Saturday, June 20, 2020

Finding the not

Our world is often organized around what something is. There are classifications, tags, descriptions, attributes, assumptions, and many other things that get attached to stuff. In doing database work one wants to make sure all those things are properly captured, which is harder than you'd think, and they are treated properly when migrated from database to database.

And yet, sometimes what something is not, is important. For a trivial example, in Sudoku sometimes understanding that a square cannot be a particular number is the key to solving the puzzle. In the example I'm looking at this moment, I have a folder of 310 photographs taken in the last 3 months that have not been blogged. All the New Zealand photos have dropped out of this folder now. (How can it be 3 months since we came home?)

My question, for pre-blogging thought purposes was, which of those photos IS NOT of Michelle, and IS NOT a flower, and IS NOT construction, and IS NOT the cats, and IS NOT dead wood. (The ands are important in that statement.) Whatever that was, I was going to blog about it. Except to know that I have to look at all the photos, and make a note of the file numbers. Not efficient. One of the things I didn't do in Lightroom was to create a keyword for blogged.

Some of you know where I'm going here. Writing a SQL statement to look for things whose attributes contain certain things is usually straightforward. Looking for a single not is easy. Looking for several needs to be carefully done, especially if there are joins.

Lightroom is a database, but I can't write SQL against it. Maybe there are whizzes that can, but I'm not one of them. You can look for things in Lightroom, but I'm pretty sure you can't look for more than one 'doesn't contain'. So even if I had tagged things in Lightroom as blogged, that thought wouldn't be any easier, because then I'd have to add in some additional Lightroom stuff, like has at least 3 stars.

So this blogging thing is more complicated than you thought. I just looked, there are some purely documentary shots I wouldn't normally put in the blog. Some of Linda. Some clouds. Which doesn't get me really any further ahead in deciding what to blog.

But then I started thinking about success in life. Most people define success as what they have. A trophy wife, a McMansion, a fancy car, all the toys, whatever. But what if that's all wrong? What if the standards for success are  about avoiding the not?

Not getting any number of diseases that will kill you horribly. Not getting killed by a drunk driver. Not getting shot by an out of control police officer. Not getting sent off to kill people in another country who have never offended you and probably nobody else either, or having a war come to where you live. Not starving to death in a famine. Not getting killed or maimed by an industrial "accident" in the workplace because there are safety standards.

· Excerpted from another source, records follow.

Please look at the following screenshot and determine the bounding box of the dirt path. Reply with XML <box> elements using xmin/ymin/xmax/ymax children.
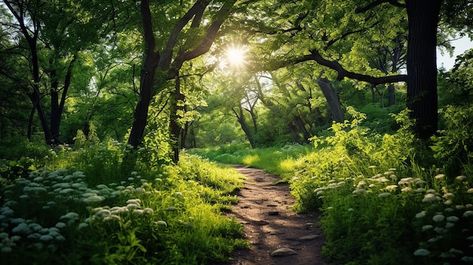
<box><xmin>225</xmin><ymin>167</ymin><xmax>325</xmax><ymax>265</ymax></box>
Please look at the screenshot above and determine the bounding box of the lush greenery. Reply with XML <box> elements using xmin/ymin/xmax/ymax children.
<box><xmin>0</xmin><ymin>0</ymin><xmax>473</xmax><ymax>264</ymax></box>
<box><xmin>0</xmin><ymin>141</ymin><xmax>246</xmax><ymax>264</ymax></box>
<box><xmin>198</xmin><ymin>104</ymin><xmax>473</xmax><ymax>264</ymax></box>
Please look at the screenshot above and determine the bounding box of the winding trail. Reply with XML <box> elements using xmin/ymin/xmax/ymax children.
<box><xmin>225</xmin><ymin>166</ymin><xmax>325</xmax><ymax>265</ymax></box>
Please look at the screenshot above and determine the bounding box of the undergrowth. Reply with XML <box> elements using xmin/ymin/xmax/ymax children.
<box><xmin>0</xmin><ymin>141</ymin><xmax>246</xmax><ymax>264</ymax></box>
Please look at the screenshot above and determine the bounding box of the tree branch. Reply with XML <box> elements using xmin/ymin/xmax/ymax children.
<box><xmin>259</xmin><ymin>50</ymin><xmax>407</xmax><ymax>85</ymax></box>
<box><xmin>158</xmin><ymin>0</ymin><xmax>210</xmax><ymax>69</ymax></box>
<box><xmin>175</xmin><ymin>0</ymin><xmax>237</xmax><ymax>65</ymax></box>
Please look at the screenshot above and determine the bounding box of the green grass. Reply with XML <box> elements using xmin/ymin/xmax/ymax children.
<box><xmin>0</xmin><ymin>143</ymin><xmax>246</xmax><ymax>265</ymax></box>
<box><xmin>189</xmin><ymin>142</ymin><xmax>313</xmax><ymax>176</ymax></box>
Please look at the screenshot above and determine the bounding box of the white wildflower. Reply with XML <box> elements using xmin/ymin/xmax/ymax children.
<box><xmin>416</xmin><ymin>211</ymin><xmax>427</xmax><ymax>218</ymax></box>
<box><xmin>12</xmin><ymin>223</ymin><xmax>30</xmax><ymax>234</ymax></box>
<box><xmin>378</xmin><ymin>192</ymin><xmax>391</xmax><ymax>198</ymax></box>
<box><xmin>461</xmin><ymin>256</ymin><xmax>473</xmax><ymax>263</ymax></box>
<box><xmin>422</xmin><ymin>193</ymin><xmax>437</xmax><ymax>202</ymax></box>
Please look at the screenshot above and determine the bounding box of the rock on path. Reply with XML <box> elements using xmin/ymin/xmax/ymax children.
<box><xmin>220</xmin><ymin>167</ymin><xmax>325</xmax><ymax>265</ymax></box>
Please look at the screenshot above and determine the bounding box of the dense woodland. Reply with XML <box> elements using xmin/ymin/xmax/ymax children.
<box><xmin>0</xmin><ymin>0</ymin><xmax>473</xmax><ymax>265</ymax></box>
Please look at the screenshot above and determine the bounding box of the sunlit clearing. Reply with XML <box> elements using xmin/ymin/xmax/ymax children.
<box><xmin>220</xmin><ymin>46</ymin><xmax>248</xmax><ymax>68</ymax></box>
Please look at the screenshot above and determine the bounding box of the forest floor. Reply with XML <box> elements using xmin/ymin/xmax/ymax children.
<box><xmin>221</xmin><ymin>166</ymin><xmax>325</xmax><ymax>265</ymax></box>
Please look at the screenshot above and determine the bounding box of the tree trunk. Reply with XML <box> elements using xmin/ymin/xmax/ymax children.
<box><xmin>26</xmin><ymin>104</ymin><xmax>36</xmax><ymax>141</ymax></box>
<box><xmin>317</xmin><ymin>78</ymin><xmax>344</xmax><ymax>122</ymax></box>
<box><xmin>387</xmin><ymin>84</ymin><xmax>396</xmax><ymax>107</ymax></box>
<box><xmin>233</xmin><ymin>106</ymin><xmax>256</xmax><ymax>148</ymax></box>
<box><xmin>28</xmin><ymin>39</ymin><xmax>53</xmax><ymax>145</ymax></box>
<box><xmin>294</xmin><ymin>115</ymin><xmax>311</xmax><ymax>143</ymax></box>
<box><xmin>128</xmin><ymin>0</ymin><xmax>159</xmax><ymax>148</ymax></box>
<box><xmin>406</xmin><ymin>0</ymin><xmax>442</xmax><ymax>139</ymax></box>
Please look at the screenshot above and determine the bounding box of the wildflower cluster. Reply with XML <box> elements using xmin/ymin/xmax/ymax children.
<box><xmin>0</xmin><ymin>169</ymin><xmax>153</xmax><ymax>253</ymax></box>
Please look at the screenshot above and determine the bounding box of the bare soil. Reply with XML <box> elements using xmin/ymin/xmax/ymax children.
<box><xmin>221</xmin><ymin>166</ymin><xmax>326</xmax><ymax>265</ymax></box>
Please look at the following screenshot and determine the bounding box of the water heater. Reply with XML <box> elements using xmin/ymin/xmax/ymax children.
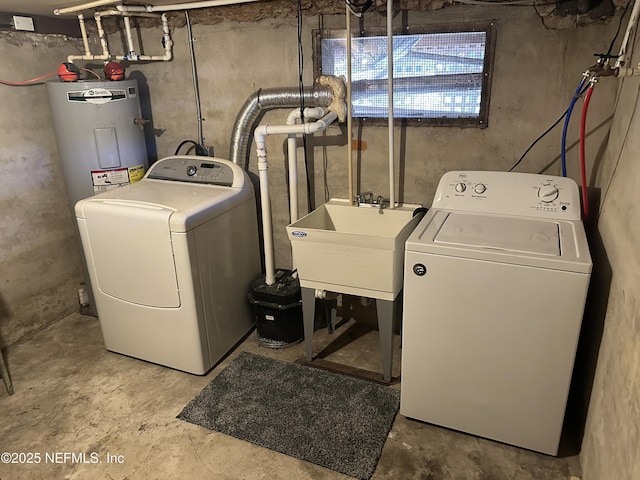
<box><xmin>47</xmin><ymin>80</ymin><xmax>148</xmax><ymax>203</ymax></box>
<box><xmin>46</xmin><ymin>80</ymin><xmax>148</xmax><ymax>316</ymax></box>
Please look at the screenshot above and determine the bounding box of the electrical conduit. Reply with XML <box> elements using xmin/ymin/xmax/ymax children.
<box><xmin>254</xmin><ymin>112</ymin><xmax>338</xmax><ymax>285</ymax></box>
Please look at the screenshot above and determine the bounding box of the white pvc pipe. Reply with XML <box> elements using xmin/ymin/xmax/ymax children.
<box><xmin>253</xmin><ymin>112</ymin><xmax>338</xmax><ymax>285</ymax></box>
<box><xmin>53</xmin><ymin>0</ymin><xmax>122</xmax><ymax>15</ymax></box>
<box><xmin>345</xmin><ymin>5</ymin><xmax>355</xmax><ymax>204</ymax></box>
<box><xmin>67</xmin><ymin>9</ymin><xmax>173</xmax><ymax>63</ymax></box>
<box><xmin>122</xmin><ymin>15</ymin><xmax>136</xmax><ymax>57</ymax></box>
<box><xmin>387</xmin><ymin>0</ymin><xmax>396</xmax><ymax>209</ymax></box>
<box><xmin>287</xmin><ymin>107</ymin><xmax>327</xmax><ymax>223</ymax></box>
<box><xmin>615</xmin><ymin>0</ymin><xmax>640</xmax><ymax>68</ymax></box>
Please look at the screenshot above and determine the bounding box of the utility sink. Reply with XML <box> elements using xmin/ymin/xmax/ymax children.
<box><xmin>287</xmin><ymin>199</ymin><xmax>421</xmax><ymax>300</ymax></box>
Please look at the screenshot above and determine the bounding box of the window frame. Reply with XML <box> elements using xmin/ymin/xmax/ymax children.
<box><xmin>312</xmin><ymin>21</ymin><xmax>496</xmax><ymax>128</ymax></box>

Until quite recently, all of those were real things. The odds of them happening to you personally depended really strongly on luck, or if you were buddies with the local powers that be, or if your skin was the right colour, or you were born in the right place, or born to the right parents.

Most people in North America and Europe have won the life jackpot and live a life that is unimaginable to nearly everybody that has ever lived. Yet it isn't enough. Most want more. Most are not willing to let a small slice of that good fortune go past them to benefit someone who has less. Some even actively work to prevent that good fortune and what we now know, from going to other people. Looking at you, anti-vaxxers!

So take a look at the standards you are judging yourself and others by. Look at how good you really have it. Relax and enjoy life. As far as we know, we only get one pass at this, and then poof, it's gone, all of our memories popping like a soap bubble.

To lead off, you get Linda and Celina.


One of the oldest photos in the 3 month folder. The photo project table before a tidy process happened. Before Estela was sold. You can see the Mac cube and monitor in the background. It was there to play DVDs while doing spin workouts. That isn't happening anymore, and I can no longer think of a use for that computer.

Once upon a time it was one of the fastest consumer computers available. Now, one of my SD cards has more memory. I suspect the iPhone has more raw computing power. It still works. But there it sits, gathering dust, and I want to repurpose the IKEA thingie it's sitting on. Anyone want it? Any ideas of something useful to do with it?



I mentioned clouds. Here's a couple of them, trying for dramatic.



Coming home from a road trip yesterday.

Of the Day
Michelle
Trying for the superhero swirly coat look, while the wind is dead calm.


Curtis


Flower
From June 19. The white peony is almost ready to start blooming. There are more than 3 dozen bloom buds, whatever the technical word is, ready to give us weeks of beauty. I've got some ideas of shots to try. Let me know if you'd like to visit and try your own shot ideas. It could just be that fresh ground coffee might be happening if you arrive at the right time.


Driftwood


1 comment:

  1. Great shot of Curtis and I love that super dramatic cloud!